Finally, I get a quiet moment to blog. I can not tell you how many times in a day I think. man, that would be a good thing to blog about, and then don't. Lately, I have just been trying to catch up on my sleep. With the hurricane taking all of us out of whack to adjusting to my wee wun's sleeping (or not sleeping) habits, it has been tough for me. However, things have begun to get back to normal and my wonderful hubby has been helping me so that I can rest and sleep more.
So, my cake classes have begun. I am so excited to redo cake decorating basics and learn from a different instructor. She is quite the character. She is quick witted, but quicker to come back with her kick butt decorating expertise. I think I am going to learn a lot of no nonsense decorating tips from her. Since, I have been teaching myself a lot on the side in between classes, I have still added to my cake portfolio. Once I stopped criticizing my work from the very beginning, I really started to have fun and the results have been great. I look forward to seeing my work a year from now.
Lately, I have been doing more womanly bonding and Suburban self cultivation. In fact, I have discovered that I have been wrong in my thinking of Suburban Women. I used to joke about "Bon-Bon" moms and swore I would not fall into the same trappings, but let me tell you what I have discovered. The women in my subdivision are a variety of accomplished ladies. Some of them work. Some of them only work part time. Some of them stay at home, like myself after leaving a career. Most of us do have kids and we are involved at all levels with their schools. So last night I found myself at my first Bunco game, something I used to joke about. At first, I did not think I would fit in, but shortly after arriving and talking, I discovered all I had to be was myself and a woman to fit in. That simple. Everyone had so many different personalities, so many different stories. We gathered around food and drinks, a lovely meatloaf dinner with nice wines. I found myself engaged in lively conversations and pleasantly diverted. It was really a fun night. I also won the grand prize by having the most Buncos. I felt guilty at so badly misjudging this different community in the past.
I have also found myself in a great Book club. I am the youngest in the club by at least 30 years or so. I really like being around such seasoned readers who can relay their experiences when voicing their opinions over the book selection.
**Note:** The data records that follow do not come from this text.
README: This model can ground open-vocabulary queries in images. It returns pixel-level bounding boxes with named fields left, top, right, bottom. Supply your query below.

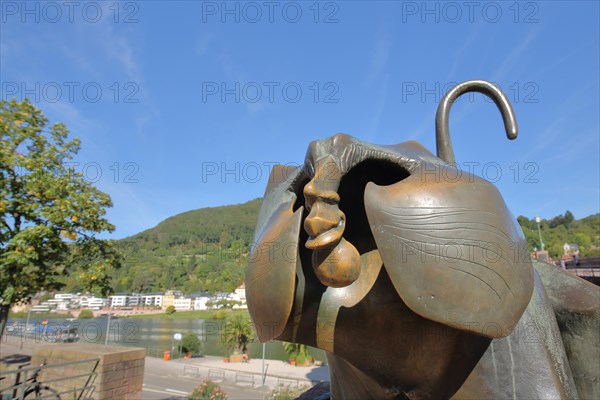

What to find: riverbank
left=124, top=310, right=250, bottom=319
left=0, top=337, right=329, bottom=400
left=8, top=308, right=250, bottom=319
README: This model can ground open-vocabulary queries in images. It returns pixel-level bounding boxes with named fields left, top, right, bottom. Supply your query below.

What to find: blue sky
left=0, top=0, right=600, bottom=238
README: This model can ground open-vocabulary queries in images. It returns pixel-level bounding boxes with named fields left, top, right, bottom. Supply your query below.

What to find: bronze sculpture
left=246, top=81, right=600, bottom=399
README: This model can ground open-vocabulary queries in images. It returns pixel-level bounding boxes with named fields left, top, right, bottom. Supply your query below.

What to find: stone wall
left=31, top=343, right=146, bottom=400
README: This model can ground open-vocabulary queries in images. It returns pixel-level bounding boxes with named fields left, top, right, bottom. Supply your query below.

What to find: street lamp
left=535, top=217, right=544, bottom=251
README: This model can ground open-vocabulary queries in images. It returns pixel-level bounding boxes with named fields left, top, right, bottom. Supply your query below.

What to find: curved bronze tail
left=435, top=80, right=518, bottom=164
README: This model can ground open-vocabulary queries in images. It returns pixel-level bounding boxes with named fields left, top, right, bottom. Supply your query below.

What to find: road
left=142, top=357, right=269, bottom=400
left=0, top=336, right=284, bottom=400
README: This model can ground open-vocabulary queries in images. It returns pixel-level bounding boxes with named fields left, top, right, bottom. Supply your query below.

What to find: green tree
left=221, top=313, right=254, bottom=354
left=77, top=308, right=94, bottom=319
left=181, top=333, right=202, bottom=354
left=0, top=100, right=122, bottom=337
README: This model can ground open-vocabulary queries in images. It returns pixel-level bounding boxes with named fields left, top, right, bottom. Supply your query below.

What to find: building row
left=31, top=284, right=247, bottom=312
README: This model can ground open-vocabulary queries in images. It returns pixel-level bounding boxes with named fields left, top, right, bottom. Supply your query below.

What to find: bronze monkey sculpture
left=246, top=81, right=600, bottom=399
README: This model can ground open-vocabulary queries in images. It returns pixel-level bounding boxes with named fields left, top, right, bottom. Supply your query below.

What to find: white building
left=142, top=293, right=163, bottom=307
left=109, top=293, right=127, bottom=308
left=126, top=293, right=144, bottom=307
left=194, top=296, right=210, bottom=310
left=173, top=296, right=192, bottom=311
left=80, top=296, right=109, bottom=310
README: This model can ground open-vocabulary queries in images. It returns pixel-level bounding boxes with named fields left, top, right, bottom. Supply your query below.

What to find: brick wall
left=31, top=343, right=146, bottom=400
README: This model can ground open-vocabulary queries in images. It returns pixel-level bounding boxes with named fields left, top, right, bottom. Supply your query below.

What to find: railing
left=0, top=358, right=100, bottom=400
left=182, top=365, right=321, bottom=388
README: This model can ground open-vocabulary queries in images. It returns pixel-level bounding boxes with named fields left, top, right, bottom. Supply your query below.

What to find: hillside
left=65, top=199, right=600, bottom=293
left=65, top=199, right=261, bottom=293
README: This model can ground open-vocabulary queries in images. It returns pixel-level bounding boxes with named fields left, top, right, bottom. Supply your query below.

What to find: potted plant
left=181, top=333, right=202, bottom=358
left=221, top=313, right=254, bottom=362
left=282, top=342, right=313, bottom=366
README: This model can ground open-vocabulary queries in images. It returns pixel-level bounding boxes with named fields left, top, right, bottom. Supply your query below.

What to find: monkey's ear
left=245, top=166, right=304, bottom=342
left=365, top=166, right=533, bottom=338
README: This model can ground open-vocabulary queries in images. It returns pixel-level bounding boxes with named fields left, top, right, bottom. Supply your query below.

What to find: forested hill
left=61, top=199, right=600, bottom=293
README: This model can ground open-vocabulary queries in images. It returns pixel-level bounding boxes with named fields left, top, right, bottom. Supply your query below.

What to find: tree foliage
left=517, top=211, right=600, bottom=258
left=107, top=199, right=260, bottom=293
left=221, top=313, right=255, bottom=354
left=77, top=308, right=94, bottom=319
left=0, top=100, right=121, bottom=332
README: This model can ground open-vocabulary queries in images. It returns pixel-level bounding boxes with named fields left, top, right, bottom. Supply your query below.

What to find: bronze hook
left=435, top=80, right=518, bottom=164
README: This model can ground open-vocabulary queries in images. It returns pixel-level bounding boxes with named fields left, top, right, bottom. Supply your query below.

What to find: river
left=6, top=317, right=325, bottom=361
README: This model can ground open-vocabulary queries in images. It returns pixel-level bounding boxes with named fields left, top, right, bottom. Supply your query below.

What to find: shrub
left=181, top=333, right=202, bottom=354
left=265, top=385, right=308, bottom=400
left=189, top=379, right=227, bottom=400
left=78, top=308, right=94, bottom=319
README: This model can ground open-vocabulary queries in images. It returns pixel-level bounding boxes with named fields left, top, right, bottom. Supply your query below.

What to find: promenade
left=0, top=336, right=329, bottom=400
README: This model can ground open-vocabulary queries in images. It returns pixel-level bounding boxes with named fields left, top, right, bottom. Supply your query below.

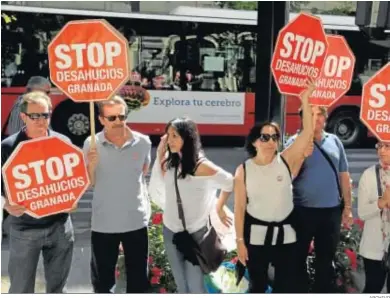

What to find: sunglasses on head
left=25, top=113, right=51, bottom=120
left=103, top=115, right=126, bottom=122
left=259, top=133, right=280, bottom=143
left=375, top=143, right=390, bottom=150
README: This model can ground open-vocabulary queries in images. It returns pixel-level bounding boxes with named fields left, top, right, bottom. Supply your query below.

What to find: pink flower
left=344, top=248, right=357, bottom=270
left=152, top=212, right=162, bottom=225
left=309, top=240, right=314, bottom=254
left=150, top=276, right=160, bottom=285
left=160, top=288, right=168, bottom=294
left=150, top=267, right=163, bottom=277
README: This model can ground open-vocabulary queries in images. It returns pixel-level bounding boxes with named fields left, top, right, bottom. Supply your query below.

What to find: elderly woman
left=234, top=80, right=315, bottom=293
left=358, top=142, right=390, bottom=293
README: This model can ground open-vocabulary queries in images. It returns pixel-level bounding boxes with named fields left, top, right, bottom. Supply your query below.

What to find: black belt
left=245, top=211, right=295, bottom=247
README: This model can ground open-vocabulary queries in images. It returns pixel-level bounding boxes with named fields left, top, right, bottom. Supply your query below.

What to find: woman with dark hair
left=234, top=80, right=315, bottom=293
left=149, top=118, right=233, bottom=293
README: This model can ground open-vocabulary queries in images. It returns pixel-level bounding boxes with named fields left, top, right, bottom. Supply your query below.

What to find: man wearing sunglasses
left=3, top=76, right=51, bottom=135
left=1, top=91, right=74, bottom=293
left=286, top=106, right=353, bottom=293
left=84, top=96, right=151, bottom=293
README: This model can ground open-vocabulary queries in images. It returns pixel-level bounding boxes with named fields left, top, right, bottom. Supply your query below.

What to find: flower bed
left=116, top=205, right=363, bottom=293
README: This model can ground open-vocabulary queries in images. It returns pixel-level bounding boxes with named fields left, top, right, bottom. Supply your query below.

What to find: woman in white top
left=234, top=80, right=315, bottom=293
left=151, top=118, right=233, bottom=293
left=358, top=142, right=390, bottom=293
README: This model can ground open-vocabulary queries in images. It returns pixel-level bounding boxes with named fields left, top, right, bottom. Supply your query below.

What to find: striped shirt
left=8, top=95, right=24, bottom=135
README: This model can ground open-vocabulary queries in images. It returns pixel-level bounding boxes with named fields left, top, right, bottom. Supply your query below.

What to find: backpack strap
left=375, top=164, right=383, bottom=198
left=193, top=157, right=206, bottom=175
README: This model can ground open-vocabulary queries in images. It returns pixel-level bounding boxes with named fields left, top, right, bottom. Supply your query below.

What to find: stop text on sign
left=310, top=35, right=355, bottom=107
left=271, top=13, right=328, bottom=95
left=49, top=20, right=130, bottom=101
left=12, top=153, right=87, bottom=211
left=360, top=63, right=390, bottom=142
left=2, top=136, right=89, bottom=218
left=367, top=84, right=390, bottom=134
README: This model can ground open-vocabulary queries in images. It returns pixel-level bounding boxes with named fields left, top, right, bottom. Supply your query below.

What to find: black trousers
left=294, top=206, right=342, bottom=293
left=91, top=228, right=149, bottom=293
left=363, top=258, right=390, bottom=294
left=247, top=243, right=295, bottom=293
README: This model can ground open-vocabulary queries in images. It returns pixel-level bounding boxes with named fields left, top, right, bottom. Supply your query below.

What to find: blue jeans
left=163, top=226, right=207, bottom=294
left=8, top=217, right=74, bottom=293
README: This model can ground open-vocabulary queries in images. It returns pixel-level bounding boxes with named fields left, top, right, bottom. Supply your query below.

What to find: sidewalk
left=1, top=239, right=92, bottom=293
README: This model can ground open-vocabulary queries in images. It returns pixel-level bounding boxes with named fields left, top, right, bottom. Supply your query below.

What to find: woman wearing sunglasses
left=149, top=118, right=233, bottom=294
left=234, top=79, right=315, bottom=293
left=358, top=142, right=390, bottom=293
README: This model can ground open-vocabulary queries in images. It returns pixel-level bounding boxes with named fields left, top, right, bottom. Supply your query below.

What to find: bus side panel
left=128, top=93, right=255, bottom=136
left=286, top=95, right=373, bottom=137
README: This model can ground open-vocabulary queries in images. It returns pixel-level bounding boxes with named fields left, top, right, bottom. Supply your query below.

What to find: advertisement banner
left=127, top=90, right=245, bottom=125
I have heard so many interesting stories and heard the joys and regrets. Lives are amazing, even when they seem so simple. I am becoming more excited at joining another book club in my subdivision. I can hardly wait to see what I will experience there.
So I am on the right track to running again, a few days here and there with 3 to 4 miles behind me. All this with ever new experiences I am privileged to join, makes me feel extremely blessed. I am helping everyday to make a home and to self improve myself. I owe these great gifts to my wonderful husband who really does not know how I truly do appreciate this experience, probably cause like most humans, I do get down from time to time about housework and stubborn kids! But for the last two days, he has been more than wonderful to me, he has been heaven sent. He has let me flourish and taken care of the home stuff for me. Nothing says love like your dishes being done for you by your hubby, except one that works hard so that you do not have to! I love you baby and life is awesome.
And all things great, begin with you.